7) City park lands are a critical resource for the people of San José and are potential receiver sites for distinctive historic buildings that must be relocated to make way for new developments.  Would you support this as a mitigation measure for new developments with historic resources that would otherwise be demolished? How do you envision that these resources could be best utilized within the parks for the benefit of the public?

While the City should make every effort to preserve historic structures, if no other option is feasible, then I support careful relocation of historic buildings to public properties, including parks, where appropriate and only if the relocation does not diminish public access to valuable recreational space. When historic buildings are relocated, the City should work to maintain the structure and find compatible uses for the building. This should also be an opportunity to educate the public about the historical value of the building. It would also add value and a resource that could add vibrancy to our park system.


8) In 2022 California passed SB9, which allows by-right redevelopment of up to four new units on most R1 (single-family-zoned) parcels statewide, but exempted historic properties, historic districts, and R2 (duplex-zoned) neighborhoods from eligibility. In 2024, City Council will consider expanding SB9-type entitlements to include historic properties and R2 districts. Do you believe this type of development is appropriate for historic homes and older neighborhoods? Why or why not?


SB 9 allows a single-family homeowner to subdivide their parcel (“urban lot split”) once and construct up to two housing units in each parcel. In addition, state law already allows homeowners to construct up to three units on a single-family property: a single-family home, an accessory dwelling unit (ADU), and a junior accessory dwelling unit (JADU). I support allowing owners of historic homes to subdivide their properties and construct ADUs or second units as long as they preserve the historic home. Historic property owners would not be obligated to subdivide or construct additional units, but they should have the opportunity to help provide additional housing for the benefit of their families. Since expanding the applicability of SB 9 is discretionary, the City should require that the property owners preserve any historic resources on the property if they do take advantage of SB 9’s provisions.
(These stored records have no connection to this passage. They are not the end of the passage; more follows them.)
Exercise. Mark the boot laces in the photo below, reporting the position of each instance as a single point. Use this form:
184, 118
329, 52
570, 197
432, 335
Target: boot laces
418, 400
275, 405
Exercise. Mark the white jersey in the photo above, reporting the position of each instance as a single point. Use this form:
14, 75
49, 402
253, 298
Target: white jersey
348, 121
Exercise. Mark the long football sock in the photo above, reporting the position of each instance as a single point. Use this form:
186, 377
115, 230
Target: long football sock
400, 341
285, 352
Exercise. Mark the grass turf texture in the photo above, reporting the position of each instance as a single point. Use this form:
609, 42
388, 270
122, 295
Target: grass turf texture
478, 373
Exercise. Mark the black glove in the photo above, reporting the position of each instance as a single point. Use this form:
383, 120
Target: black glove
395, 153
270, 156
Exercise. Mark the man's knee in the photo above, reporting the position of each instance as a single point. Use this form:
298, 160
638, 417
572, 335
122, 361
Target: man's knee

9) What role do you believe that historic preservation should play in creating and sustaining a vibrant and culturally diverse future for San José? Is there a particular project or effort you have undertaken or would propose to undertake--either professionally or personally-- that best embodies your vision for historic preservation in San José?

San José has a rich, diverse, and unfortunately underappreciated history, much of which is experienced in the older buildings that are scattered throughout the city. While a plaque or some other commemoration can help elevate this history to the public, activation of these buildings will more effectively convey stories of our past to engage as well as educate the community on the rich diversity which is a true reflection of San José. I grew up in scenic Bishop California, a small City which proudly honors its history, so I deeply value and respect the need to incorporate our rich heritage into our development and planning efforts. I support increasing staff to address historic preservation so we can adequately review and maintain our inventory in order to not lose more valuable resources and protect the treasures we have.